Fakultät für Physik, Universität Bielefeld (Germany)
Local Project ID:
HPC Platform used:
JUQUEEN of JSC
Researchers studying subatomic particles that govern our world have long been interested in describing phenomena that happen to the constituents of matter called protons and neutrons, called quarks and gluons, under extreme conditions. Using GCS computing resources, scientists were able to use quantum chromodynamics simulations to reveal that exotic “strange” and “charm” quarks freeze out at roughly the same temperature as the light quarks. In addition, it was found that more strange and charmed bound states should exist than have been detected experimentally thus far. These results are helping to interpret prove experimental observations at CERN’s Large Hadron Collider and Brookhaven National Laboratory’s Relativistic Heavy Ion Collider.
Atomic nuclei consist of electrically neutral neutrons and positively charged protons.

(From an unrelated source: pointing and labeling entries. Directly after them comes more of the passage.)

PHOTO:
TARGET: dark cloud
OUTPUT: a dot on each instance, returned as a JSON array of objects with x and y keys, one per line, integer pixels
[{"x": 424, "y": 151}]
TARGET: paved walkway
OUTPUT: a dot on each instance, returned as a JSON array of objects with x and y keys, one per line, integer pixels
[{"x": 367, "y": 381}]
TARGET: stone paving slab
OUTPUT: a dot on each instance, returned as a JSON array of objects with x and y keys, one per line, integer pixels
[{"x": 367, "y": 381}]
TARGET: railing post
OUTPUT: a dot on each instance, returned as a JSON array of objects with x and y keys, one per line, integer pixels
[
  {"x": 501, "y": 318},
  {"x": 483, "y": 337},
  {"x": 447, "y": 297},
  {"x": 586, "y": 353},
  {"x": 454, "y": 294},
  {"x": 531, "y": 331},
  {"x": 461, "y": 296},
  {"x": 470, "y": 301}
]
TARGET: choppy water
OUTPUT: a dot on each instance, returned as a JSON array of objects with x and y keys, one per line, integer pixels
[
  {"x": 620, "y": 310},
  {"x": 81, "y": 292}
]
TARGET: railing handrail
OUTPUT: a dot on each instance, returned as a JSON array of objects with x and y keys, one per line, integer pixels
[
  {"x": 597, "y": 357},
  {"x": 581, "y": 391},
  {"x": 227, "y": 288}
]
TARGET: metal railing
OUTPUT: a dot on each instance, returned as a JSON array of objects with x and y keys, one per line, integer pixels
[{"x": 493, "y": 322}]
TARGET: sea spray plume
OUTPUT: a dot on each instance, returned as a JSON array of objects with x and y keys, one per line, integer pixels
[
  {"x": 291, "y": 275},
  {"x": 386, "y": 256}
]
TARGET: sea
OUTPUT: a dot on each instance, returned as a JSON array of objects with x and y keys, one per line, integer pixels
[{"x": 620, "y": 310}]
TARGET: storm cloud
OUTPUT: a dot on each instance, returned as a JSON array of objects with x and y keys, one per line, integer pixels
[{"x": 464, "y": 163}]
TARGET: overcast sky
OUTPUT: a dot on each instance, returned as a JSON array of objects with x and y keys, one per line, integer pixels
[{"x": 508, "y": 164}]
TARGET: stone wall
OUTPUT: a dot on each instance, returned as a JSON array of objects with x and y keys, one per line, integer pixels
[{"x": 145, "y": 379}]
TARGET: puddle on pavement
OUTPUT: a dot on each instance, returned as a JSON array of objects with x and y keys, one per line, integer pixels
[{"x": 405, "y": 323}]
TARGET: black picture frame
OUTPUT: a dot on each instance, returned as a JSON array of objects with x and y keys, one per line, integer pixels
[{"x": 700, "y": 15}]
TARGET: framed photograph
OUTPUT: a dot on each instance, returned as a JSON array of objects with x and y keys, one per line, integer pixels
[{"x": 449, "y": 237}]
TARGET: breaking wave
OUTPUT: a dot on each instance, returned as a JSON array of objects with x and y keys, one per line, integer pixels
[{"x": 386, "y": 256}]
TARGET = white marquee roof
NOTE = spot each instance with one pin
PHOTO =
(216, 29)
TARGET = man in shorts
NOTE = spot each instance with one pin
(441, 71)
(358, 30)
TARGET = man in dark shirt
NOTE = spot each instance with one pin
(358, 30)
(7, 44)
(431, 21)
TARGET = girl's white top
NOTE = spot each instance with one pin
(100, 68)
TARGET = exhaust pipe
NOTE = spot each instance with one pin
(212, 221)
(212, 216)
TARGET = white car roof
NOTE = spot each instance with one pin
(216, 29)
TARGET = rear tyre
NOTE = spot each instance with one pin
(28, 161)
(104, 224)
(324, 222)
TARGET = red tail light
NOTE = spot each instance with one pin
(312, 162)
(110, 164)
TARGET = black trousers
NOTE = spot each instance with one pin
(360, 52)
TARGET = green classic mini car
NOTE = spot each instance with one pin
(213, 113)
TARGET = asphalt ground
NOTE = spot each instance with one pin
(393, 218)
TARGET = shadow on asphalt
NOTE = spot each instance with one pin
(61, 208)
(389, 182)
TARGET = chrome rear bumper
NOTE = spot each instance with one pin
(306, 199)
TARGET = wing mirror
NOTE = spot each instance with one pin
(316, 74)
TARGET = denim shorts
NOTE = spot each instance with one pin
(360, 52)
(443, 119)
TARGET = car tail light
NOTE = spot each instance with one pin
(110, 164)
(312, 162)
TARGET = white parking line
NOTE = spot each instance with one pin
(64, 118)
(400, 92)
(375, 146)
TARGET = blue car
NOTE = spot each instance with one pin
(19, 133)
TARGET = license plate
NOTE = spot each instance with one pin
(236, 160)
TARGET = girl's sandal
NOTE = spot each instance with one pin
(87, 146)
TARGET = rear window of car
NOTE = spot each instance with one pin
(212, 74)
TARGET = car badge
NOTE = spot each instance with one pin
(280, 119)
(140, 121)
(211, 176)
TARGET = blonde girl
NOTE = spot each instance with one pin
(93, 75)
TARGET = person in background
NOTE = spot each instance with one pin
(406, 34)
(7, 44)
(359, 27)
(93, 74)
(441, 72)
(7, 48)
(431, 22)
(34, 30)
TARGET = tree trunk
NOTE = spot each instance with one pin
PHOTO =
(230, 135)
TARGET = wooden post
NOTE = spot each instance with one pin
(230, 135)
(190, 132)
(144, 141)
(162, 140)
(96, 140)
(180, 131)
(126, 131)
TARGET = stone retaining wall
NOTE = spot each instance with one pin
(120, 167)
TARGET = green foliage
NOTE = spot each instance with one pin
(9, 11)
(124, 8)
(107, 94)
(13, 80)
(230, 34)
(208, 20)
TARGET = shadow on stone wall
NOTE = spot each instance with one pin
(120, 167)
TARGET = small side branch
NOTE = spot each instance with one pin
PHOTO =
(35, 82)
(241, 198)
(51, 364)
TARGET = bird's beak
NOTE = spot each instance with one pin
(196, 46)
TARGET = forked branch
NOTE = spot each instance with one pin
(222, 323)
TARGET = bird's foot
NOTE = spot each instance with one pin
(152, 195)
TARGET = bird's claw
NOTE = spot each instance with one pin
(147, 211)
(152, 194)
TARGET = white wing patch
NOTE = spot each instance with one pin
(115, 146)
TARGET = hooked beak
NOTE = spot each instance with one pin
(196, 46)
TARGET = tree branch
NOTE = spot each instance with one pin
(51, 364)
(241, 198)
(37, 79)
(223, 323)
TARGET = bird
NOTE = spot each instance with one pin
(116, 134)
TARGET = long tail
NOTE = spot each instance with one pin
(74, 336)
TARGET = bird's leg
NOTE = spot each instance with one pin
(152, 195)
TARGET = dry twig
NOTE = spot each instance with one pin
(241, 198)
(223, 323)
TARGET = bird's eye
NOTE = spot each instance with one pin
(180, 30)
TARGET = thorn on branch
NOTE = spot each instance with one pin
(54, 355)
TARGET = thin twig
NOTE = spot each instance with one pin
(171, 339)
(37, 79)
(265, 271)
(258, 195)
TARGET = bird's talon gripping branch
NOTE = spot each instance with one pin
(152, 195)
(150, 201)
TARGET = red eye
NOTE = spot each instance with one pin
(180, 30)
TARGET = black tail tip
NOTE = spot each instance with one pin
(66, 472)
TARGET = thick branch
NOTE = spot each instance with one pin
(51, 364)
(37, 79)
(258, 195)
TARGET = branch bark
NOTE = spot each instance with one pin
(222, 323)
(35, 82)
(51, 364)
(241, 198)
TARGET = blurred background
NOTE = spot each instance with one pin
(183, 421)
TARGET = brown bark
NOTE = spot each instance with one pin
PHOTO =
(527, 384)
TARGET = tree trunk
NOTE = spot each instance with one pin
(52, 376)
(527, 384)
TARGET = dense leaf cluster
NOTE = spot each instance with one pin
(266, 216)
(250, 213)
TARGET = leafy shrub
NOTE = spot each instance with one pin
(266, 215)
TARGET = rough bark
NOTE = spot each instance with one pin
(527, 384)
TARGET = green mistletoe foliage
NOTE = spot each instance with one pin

Although the latter should repel one another, they are nevertheless bound in the nuclei. The reason for this are the strong interactions. Numerous experiments have shown that the underlying force actually is the interaction between the constituent, subatomic particles of protons and neutrons, the quarks, and the equally subatomic particles, the gluons, which bind them. The theory describing this interaction is called Quantum Chromodynamics, or QCD.
While quarks and gluons are, at room temperature, confined within protons, neutrons and other bound states, their behavior changes drastically when heated to temperatures of about 100,000 times the interior of our sun, or compressed to something like 40 billion tons per cubic centimeter. In collisions of heavy nuclei, such as lead or gold, form a new state of matter at sufficiently high collision energy, called the Quark Gluon Plasma (QGP). The necessary energy can only be provided by the largest accelerators to date, the Large Hadron Collider (LHC) at CERN and Relativistic Heavy Ion Collider (RHIC) at Brookhaven National Laboratory.
These colliders create, for a short moment, a hot and dense QGP fireball which then expands and correspondingly cools down. At some point the composition of the fireball freezes-out into normal quark bound states which are then collected and analyzed by the detectors installed. From the analysis of the debris of such a collision it is to be deduced what the properties of the QGP are, or rather have been a fraction of a second before. This is where theory is needed and where our project starts.
For the conditions encountered in the experiments, theoretical predictions of QCD need to be derived non-perturbatively. The best method to date is the numerical evaluation of the Feynman path integral by means of Monte Carlo methods – lattice QCD. Numerically this is a challenging task which requires the highest supercomputing capabilities.
The particular focus of the project described here has been the following: the number of particles leaving the QGP at freeze-out is a couple thousand. While the species composition of the cooled fireball fluctuates from collision to collision, these fluctuations carry precious information. In particular, the fluctuations of the number of heavy, so-called strange and charm quark bound states are interesting. It was the aim of the project to predict these fluctuations as a function of temperature (and chemical potentials) in order to allow, in combination with the experimental data, the determination of the freeze-out temperature for strangeness or charm.
The results of the project revealed that strange as well as charm quarks freeze-out at roughly the same temperature as the light quarks of which protons and neutrons are made. The project, however, also delivered an unexpected side result: when the lattice QCD results are compared to very successful models which describe a hadron gas at high temperatures just below the one where the transition to the QGP takes place, it turns out that these models are missing strange and charm quark bound states, states which have not yet been detected experimentally.
Thus, at high temperature something has been learned also about strong interaction physics at room temperature.